Request access for your course using the form at https://grace-request.umd.edu/cgi-bin/gracefe.cgi.
You have to have a TerpConnect account yourself in order for the request to be processed, otherwise you won't be able to request or access the class space. If you don't have a TerpConnect account already you can request one at www.it.umd.edu/new. Once your account exists you can request class access.
When requesting Grace access, first you select the desired semester, and the system determines what courses you're listed as teaching. If you're teaching multiple courses you next choose which one to create Grace access for.
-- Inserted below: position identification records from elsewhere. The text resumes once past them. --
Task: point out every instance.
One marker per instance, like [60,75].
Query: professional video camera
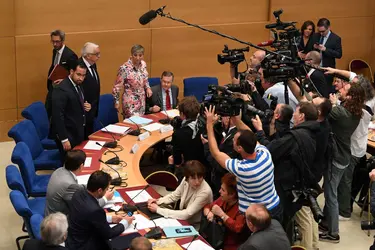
[233,56]
[307,196]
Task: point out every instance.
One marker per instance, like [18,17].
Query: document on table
[167,222]
[171,113]
[141,196]
[153,127]
[91,145]
[87,162]
[138,120]
[116,129]
[83,179]
[197,244]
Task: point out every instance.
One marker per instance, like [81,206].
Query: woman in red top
[226,207]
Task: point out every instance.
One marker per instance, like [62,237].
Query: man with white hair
[91,84]
[53,231]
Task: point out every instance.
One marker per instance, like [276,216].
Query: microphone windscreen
[147,17]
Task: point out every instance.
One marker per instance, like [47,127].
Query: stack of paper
[94,145]
[153,127]
[138,120]
[197,244]
[116,129]
[83,179]
[139,196]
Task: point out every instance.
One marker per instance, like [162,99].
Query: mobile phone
[183,230]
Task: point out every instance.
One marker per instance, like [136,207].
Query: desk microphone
[117,181]
[134,132]
[112,144]
[166,120]
[195,236]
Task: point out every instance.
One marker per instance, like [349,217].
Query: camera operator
[186,140]
[294,155]
[280,124]
[227,130]
[256,159]
[255,61]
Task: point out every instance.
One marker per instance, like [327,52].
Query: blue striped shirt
[255,179]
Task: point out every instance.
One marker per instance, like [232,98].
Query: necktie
[57,58]
[94,72]
[167,100]
[81,97]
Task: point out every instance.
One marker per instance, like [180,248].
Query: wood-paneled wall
[26,52]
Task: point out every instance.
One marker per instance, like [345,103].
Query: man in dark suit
[225,134]
[165,95]
[61,55]
[53,231]
[63,184]
[317,76]
[91,84]
[68,109]
[328,44]
[267,232]
[88,225]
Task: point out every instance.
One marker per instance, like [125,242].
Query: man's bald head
[314,57]
[257,217]
[140,243]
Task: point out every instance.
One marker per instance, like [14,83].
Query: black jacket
[66,59]
[91,87]
[68,115]
[333,49]
[34,244]
[293,153]
[186,146]
[88,226]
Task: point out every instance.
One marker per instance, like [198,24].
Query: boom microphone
[150,15]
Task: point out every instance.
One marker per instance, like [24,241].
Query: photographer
[255,61]
[256,158]
[227,130]
[280,124]
[186,140]
[293,156]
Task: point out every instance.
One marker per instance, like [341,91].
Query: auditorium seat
[198,86]
[36,185]
[107,114]
[25,131]
[37,113]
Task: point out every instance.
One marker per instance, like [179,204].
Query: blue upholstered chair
[22,208]
[198,86]
[25,131]
[107,114]
[35,221]
[36,185]
[37,113]
[153,81]
[15,182]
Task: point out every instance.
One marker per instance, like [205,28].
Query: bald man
[254,61]
[268,234]
[140,243]
[316,76]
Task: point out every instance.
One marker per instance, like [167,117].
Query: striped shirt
[255,179]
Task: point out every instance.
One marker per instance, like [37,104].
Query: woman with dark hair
[306,43]
[194,193]
[226,208]
[344,119]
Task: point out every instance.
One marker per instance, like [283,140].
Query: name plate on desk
[134,148]
[166,128]
[143,136]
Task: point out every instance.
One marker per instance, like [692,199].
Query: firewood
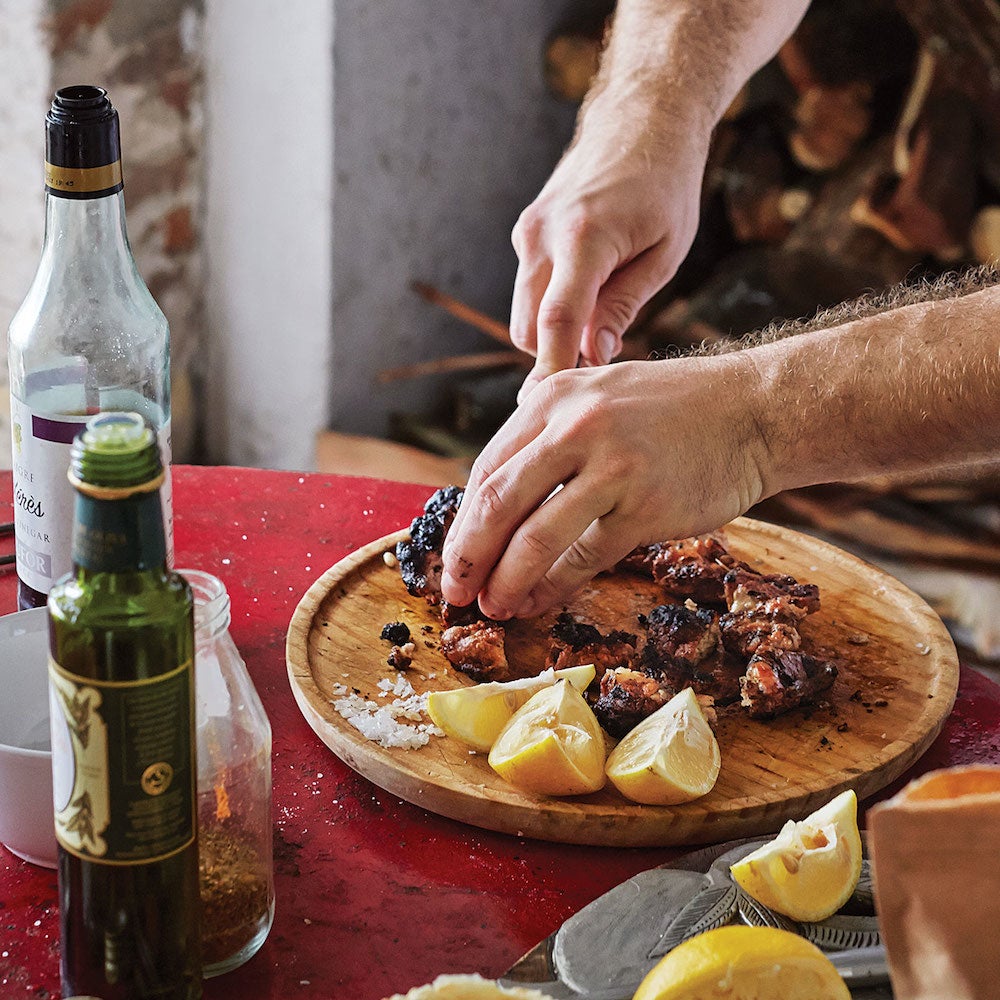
[830,121]
[485,324]
[572,52]
[929,209]
[571,63]
[856,258]
[871,521]
[455,363]
[754,187]
[966,35]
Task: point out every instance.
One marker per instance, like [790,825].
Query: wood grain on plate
[897,683]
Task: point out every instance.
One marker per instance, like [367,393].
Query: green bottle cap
[116,455]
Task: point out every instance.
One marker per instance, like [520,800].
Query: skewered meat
[778,681]
[477,649]
[419,556]
[627,697]
[684,647]
[745,634]
[772,595]
[575,642]
[692,568]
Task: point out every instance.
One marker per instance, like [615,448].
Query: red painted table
[373,895]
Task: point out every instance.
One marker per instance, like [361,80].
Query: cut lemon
[475,715]
[670,757]
[811,868]
[744,963]
[552,745]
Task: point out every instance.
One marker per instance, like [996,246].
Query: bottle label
[83,182]
[122,765]
[43,497]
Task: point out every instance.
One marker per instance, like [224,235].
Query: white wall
[444,131]
[349,155]
[268,73]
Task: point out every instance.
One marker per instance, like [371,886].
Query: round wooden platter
[898,676]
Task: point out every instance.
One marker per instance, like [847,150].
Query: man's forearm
[689,58]
[913,389]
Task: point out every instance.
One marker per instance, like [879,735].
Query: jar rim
[211,599]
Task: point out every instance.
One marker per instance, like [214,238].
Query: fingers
[565,308]
[507,482]
[555,551]
[490,515]
[619,301]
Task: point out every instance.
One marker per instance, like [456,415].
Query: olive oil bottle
[122,709]
[88,337]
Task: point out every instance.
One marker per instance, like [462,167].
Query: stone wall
[148,57]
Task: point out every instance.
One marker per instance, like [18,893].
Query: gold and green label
[83,182]
[122,765]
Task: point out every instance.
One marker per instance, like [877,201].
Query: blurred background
[320,195]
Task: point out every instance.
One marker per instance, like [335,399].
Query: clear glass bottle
[88,337]
[234,789]
[122,718]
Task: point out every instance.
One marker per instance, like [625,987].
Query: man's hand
[608,230]
[595,462]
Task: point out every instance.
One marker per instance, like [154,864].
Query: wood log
[474,317]
[966,36]
[864,258]
[984,235]
[572,52]
[830,123]
[759,204]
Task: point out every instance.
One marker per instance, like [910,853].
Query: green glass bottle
[121,641]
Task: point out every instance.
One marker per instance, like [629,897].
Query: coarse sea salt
[397,723]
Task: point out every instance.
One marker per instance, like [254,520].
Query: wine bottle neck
[119,536]
[91,229]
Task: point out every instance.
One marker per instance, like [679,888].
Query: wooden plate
[897,683]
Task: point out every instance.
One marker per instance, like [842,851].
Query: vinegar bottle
[87,338]
[123,717]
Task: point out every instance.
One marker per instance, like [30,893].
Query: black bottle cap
[82,144]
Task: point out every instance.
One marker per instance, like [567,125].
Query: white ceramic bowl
[26,825]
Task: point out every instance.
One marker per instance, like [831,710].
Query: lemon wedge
[552,745]
[672,756]
[744,963]
[811,868]
[475,715]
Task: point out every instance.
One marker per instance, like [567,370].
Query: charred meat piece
[477,650]
[455,614]
[640,559]
[400,657]
[776,682]
[684,648]
[773,595]
[575,642]
[682,635]
[745,634]
[395,632]
[627,697]
[419,556]
[693,568]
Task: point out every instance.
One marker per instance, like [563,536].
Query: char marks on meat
[772,595]
[692,568]
[575,642]
[627,697]
[419,556]
[684,648]
[778,681]
[477,649]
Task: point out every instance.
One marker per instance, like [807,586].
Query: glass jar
[234,789]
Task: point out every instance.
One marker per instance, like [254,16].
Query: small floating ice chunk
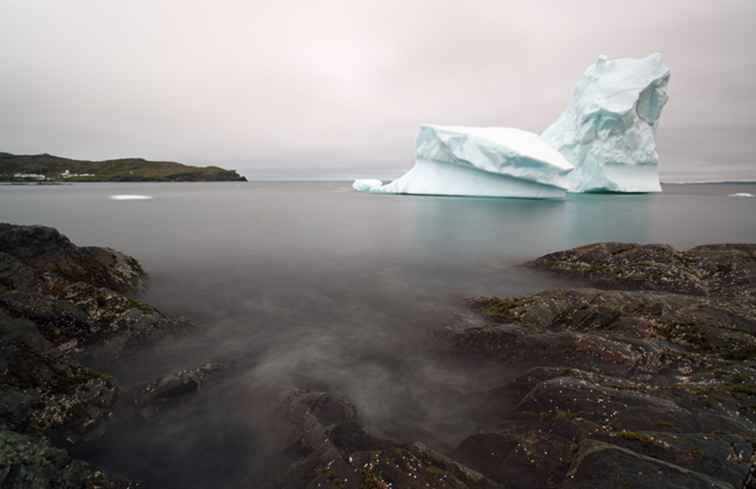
[129,197]
[366,185]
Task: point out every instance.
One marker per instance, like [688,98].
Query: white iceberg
[365,185]
[608,130]
[604,141]
[479,161]
[129,197]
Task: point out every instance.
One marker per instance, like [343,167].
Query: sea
[311,285]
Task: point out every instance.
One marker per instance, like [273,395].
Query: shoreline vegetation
[50,169]
[643,375]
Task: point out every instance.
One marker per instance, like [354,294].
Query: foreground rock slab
[646,380]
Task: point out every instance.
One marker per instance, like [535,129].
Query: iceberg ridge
[603,142]
[479,161]
[608,130]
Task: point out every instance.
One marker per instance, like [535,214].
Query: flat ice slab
[479,161]
[604,142]
[434,178]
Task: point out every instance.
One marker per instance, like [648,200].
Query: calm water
[314,285]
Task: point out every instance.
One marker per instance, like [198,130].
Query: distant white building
[68,174]
[30,176]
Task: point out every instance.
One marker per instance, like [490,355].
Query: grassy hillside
[126,170]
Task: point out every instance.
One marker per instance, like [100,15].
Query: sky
[341,86]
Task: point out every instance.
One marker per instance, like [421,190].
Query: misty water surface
[312,285]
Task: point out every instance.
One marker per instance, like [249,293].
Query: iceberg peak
[603,142]
[608,130]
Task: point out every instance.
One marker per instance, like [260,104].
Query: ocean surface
[312,285]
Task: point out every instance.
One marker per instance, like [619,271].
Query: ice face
[479,161]
[604,142]
[608,130]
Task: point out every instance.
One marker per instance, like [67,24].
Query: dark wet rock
[44,392]
[723,457]
[75,295]
[171,389]
[599,464]
[46,250]
[328,447]
[722,269]
[30,462]
[60,306]
[651,384]
[531,453]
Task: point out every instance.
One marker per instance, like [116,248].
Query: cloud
[345,83]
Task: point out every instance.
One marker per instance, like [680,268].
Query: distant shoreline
[46,168]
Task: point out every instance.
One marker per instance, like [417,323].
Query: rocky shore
[642,376]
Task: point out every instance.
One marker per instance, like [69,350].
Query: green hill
[55,168]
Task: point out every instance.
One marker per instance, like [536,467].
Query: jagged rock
[29,462]
[330,448]
[650,385]
[43,392]
[45,249]
[599,464]
[73,294]
[724,269]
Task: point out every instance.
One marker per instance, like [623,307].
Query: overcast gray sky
[344,84]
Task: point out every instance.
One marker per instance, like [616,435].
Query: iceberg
[608,130]
[604,142]
[479,161]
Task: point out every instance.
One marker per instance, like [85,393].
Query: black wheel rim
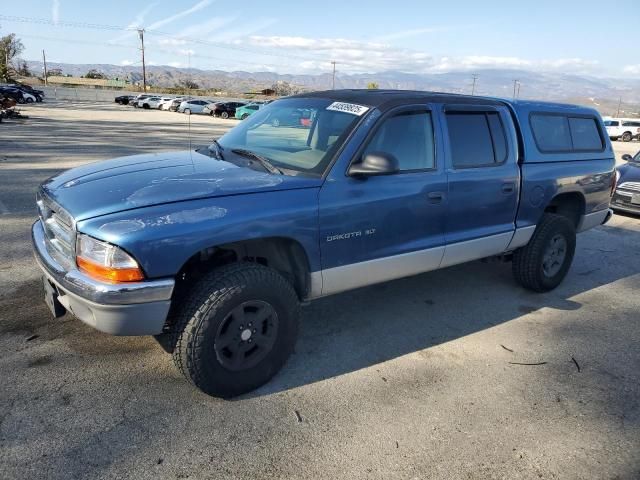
[554,255]
[246,335]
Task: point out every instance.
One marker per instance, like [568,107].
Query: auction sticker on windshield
[348,108]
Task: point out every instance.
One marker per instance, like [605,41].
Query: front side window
[476,139]
[301,146]
[408,136]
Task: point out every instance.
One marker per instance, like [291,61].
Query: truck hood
[137,181]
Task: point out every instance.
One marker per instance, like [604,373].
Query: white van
[624,129]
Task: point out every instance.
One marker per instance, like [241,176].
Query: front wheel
[236,329]
[544,262]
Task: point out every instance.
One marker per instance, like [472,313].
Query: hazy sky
[303,37]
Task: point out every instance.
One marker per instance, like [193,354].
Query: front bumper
[139,308]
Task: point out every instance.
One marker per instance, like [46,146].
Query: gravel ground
[417,378]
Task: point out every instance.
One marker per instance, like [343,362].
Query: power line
[473,86]
[144,68]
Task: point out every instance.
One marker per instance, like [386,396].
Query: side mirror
[375,163]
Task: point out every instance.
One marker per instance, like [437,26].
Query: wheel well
[285,255]
[570,205]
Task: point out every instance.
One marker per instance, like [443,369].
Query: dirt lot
[411,379]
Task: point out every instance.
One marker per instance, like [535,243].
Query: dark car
[39,94]
[223,109]
[12,92]
[124,99]
[627,195]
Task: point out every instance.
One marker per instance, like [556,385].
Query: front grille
[629,186]
[59,229]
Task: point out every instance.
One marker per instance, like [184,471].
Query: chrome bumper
[137,308]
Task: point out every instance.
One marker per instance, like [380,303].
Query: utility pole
[44,63]
[333,82]
[473,87]
[144,68]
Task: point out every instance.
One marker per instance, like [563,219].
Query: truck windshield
[297,135]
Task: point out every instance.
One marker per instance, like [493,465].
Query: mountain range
[599,91]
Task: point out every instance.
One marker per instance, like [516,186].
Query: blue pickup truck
[213,251]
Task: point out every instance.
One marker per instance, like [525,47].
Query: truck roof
[384,99]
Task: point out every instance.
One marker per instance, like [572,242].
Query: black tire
[531,267]
[207,314]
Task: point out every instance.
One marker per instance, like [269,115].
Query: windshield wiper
[216,150]
[265,162]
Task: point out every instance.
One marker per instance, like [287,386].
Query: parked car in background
[137,99]
[627,195]
[13,93]
[124,99]
[625,129]
[246,110]
[193,106]
[165,103]
[223,109]
[175,104]
[149,102]
[213,251]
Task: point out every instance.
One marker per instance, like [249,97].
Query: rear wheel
[544,262]
[236,329]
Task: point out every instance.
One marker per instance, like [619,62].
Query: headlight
[106,262]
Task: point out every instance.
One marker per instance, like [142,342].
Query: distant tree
[95,74]
[10,47]
[54,72]
[23,70]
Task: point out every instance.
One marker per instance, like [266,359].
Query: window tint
[584,133]
[472,136]
[409,137]
[551,133]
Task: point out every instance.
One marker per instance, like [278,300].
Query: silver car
[193,106]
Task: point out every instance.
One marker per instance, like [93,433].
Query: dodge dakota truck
[213,251]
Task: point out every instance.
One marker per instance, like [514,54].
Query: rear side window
[561,133]
[584,133]
[477,139]
[551,133]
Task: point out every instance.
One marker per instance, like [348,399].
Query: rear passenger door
[484,181]
[379,228]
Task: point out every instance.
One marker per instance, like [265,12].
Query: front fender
[162,238]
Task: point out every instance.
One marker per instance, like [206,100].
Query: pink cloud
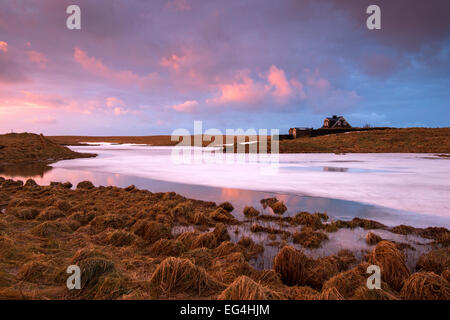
[244,91]
[179,5]
[316,82]
[299,88]
[96,67]
[172,62]
[187,106]
[277,79]
[3,46]
[38,58]
[45,120]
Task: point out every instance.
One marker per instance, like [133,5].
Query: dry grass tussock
[123,242]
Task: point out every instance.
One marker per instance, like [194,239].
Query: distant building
[300,132]
[335,122]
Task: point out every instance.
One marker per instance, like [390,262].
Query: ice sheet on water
[411,182]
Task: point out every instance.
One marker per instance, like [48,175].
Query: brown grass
[426,286]
[372,238]
[313,221]
[437,261]
[227,206]
[244,288]
[423,140]
[250,212]
[120,237]
[346,282]
[150,231]
[178,275]
[222,215]
[290,264]
[363,293]
[167,247]
[391,262]
[229,267]
[309,238]
[32,148]
[330,294]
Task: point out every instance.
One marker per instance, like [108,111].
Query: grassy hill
[32,148]
[420,140]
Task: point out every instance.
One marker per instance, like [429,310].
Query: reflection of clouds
[335,169]
[236,194]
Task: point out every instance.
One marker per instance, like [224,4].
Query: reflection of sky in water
[332,169]
[335,208]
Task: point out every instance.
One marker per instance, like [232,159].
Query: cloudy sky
[148,67]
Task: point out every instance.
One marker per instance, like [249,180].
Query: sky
[149,67]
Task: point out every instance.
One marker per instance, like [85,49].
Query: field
[135,244]
[31,148]
[126,243]
[420,140]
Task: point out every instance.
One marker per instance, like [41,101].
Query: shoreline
[132,229]
[399,140]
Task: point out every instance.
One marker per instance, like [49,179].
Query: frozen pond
[411,189]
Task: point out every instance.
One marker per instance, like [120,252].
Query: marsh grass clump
[251,248]
[83,217]
[250,212]
[37,271]
[446,275]
[268,202]
[229,267]
[151,231]
[200,218]
[227,247]
[109,286]
[391,262]
[92,269]
[26,213]
[329,294]
[403,229]
[115,221]
[320,270]
[425,286]
[364,293]
[167,247]
[120,238]
[222,215]
[244,288]
[309,238]
[51,229]
[290,264]
[276,205]
[85,185]
[179,275]
[207,240]
[310,220]
[221,232]
[346,282]
[372,238]
[201,257]
[227,206]
[50,213]
[279,207]
[300,293]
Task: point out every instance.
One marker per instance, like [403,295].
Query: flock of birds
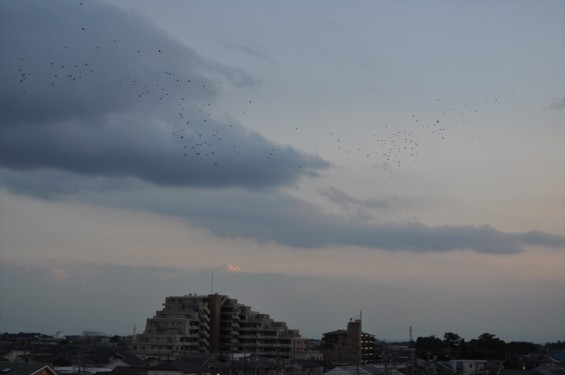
[199,135]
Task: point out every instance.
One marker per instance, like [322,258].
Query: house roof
[182,366]
[126,370]
[12,368]
[347,370]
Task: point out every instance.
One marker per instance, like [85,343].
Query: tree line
[487,346]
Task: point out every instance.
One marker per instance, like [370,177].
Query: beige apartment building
[212,324]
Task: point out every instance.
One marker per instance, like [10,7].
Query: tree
[426,346]
[452,343]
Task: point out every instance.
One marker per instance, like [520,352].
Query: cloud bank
[106,108]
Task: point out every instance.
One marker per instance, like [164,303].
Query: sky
[315,160]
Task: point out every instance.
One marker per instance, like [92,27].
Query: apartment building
[212,324]
[348,347]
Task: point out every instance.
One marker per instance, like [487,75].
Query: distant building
[348,347]
[10,368]
[212,324]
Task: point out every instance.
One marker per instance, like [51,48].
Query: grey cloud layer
[95,91]
[95,114]
[270,216]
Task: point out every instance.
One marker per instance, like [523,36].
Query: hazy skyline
[404,159]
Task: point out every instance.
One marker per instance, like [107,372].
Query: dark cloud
[343,199]
[270,216]
[95,91]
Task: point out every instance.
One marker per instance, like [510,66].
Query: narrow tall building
[212,324]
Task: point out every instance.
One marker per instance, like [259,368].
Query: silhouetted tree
[429,346]
[452,344]
[487,346]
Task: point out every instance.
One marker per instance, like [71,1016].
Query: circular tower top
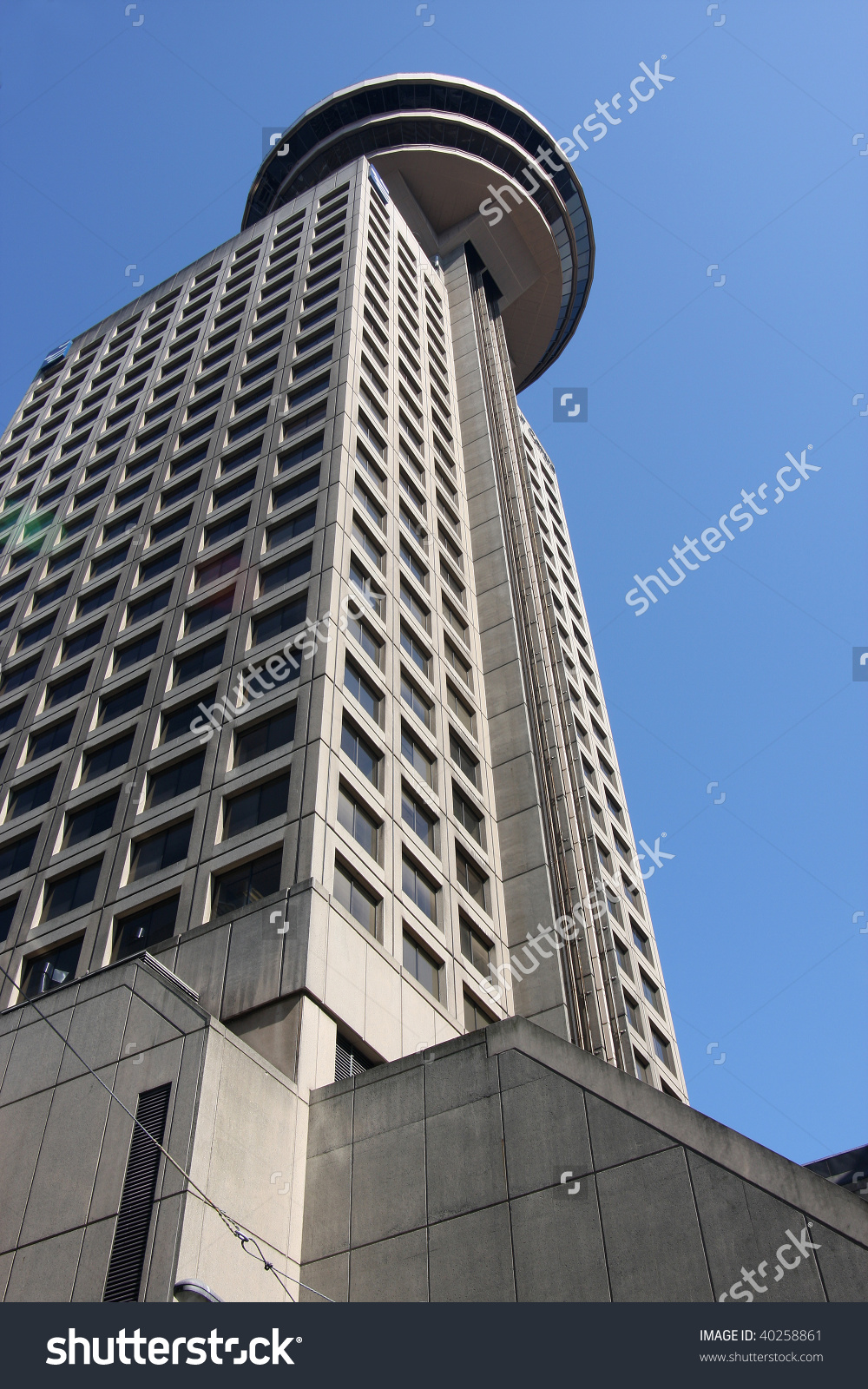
[444,146]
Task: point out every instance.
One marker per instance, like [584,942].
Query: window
[174,781]
[463,712]
[632,1013]
[416,567]
[363,634]
[24,799]
[416,652]
[424,969]
[108,757]
[17,856]
[374,596]
[361,691]
[624,960]
[52,970]
[76,889]
[279,620]
[157,852]
[472,879]
[642,942]
[264,738]
[358,900]
[250,882]
[467,816]
[358,823]
[7,913]
[220,606]
[420,706]
[652,993]
[135,652]
[420,819]
[663,1050]
[219,569]
[281,574]
[145,930]
[122,703]
[463,759]
[414,608]
[474,946]
[642,1069]
[476,1016]
[50,740]
[256,806]
[138,611]
[458,664]
[420,889]
[92,820]
[196,664]
[417,756]
[214,534]
[67,689]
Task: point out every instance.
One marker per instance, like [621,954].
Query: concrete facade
[437,1178]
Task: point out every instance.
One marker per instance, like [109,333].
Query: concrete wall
[233,1118]
[437,1180]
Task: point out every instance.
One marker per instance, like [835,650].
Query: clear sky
[127,143]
If it's a course with multiple sections (all taught by you) you can create access for the sections separately, or for only one section or some sections, or for all sections separately. (If multiple instructors are teaching a course see below before proceeding.) More likely, if you are teaching a course with multiple sections you want to create one common site for all sections, meaning they would all share common AFS groups and common class disk space. Click on "Submit Request" and when the class access is created (which may take a day or so) you will get an email.
Note: if multiple instructors are teaching different sections of the same course and want a shared Grace space for all sections there is currently no automatic mechanism to set this up. Before requesting access one of the instructors will need to submit a request explaining to DIT that you want a shared Grace space between different instructors' sections of the same courses, which they will set up manually. (Alternately, one instructor can create Grace access for their sections combined, then send the request asking for the other instructor's sections to be added to the shared space.), before the second instructor has requested
Note that your own login access to the Grace systems will disappear, as will the students', sometime after each semester is over, although you will remain able to log into the regular TerpConnect machines as long as you are associated with the University. At some point after each semester you would lose access to files created in the disk space created for the course (see the Grace access removal timeline at www.grace.umd.edu/instructors/timeline.html), so you would have to copy any files created in that space that you want to save to your TerpConnect home directory tree, or to some other machine, before file access is lost. If you want to have permanent login permission to the Grace machines you can request a research account at www.grace.umd.edu/research/. Note that even with a research account you would still lose access to course files according to the timeline linked to above, however you would continue to be able to log into the Grace machines even after your class access expires.
When class access has been set up you can then log into the same site used to request access in order to administer the class space, by cicking on "Manage site(s)". Click on "Manage" next to the course you want to administer, which takes you to a self-explanatory web interface that allows you to perform activities like requesting an increase in quota, add TAs to the course (who are automatically given access to the course space, just like students) modifying permissions (for example which directories TAs can access), etc.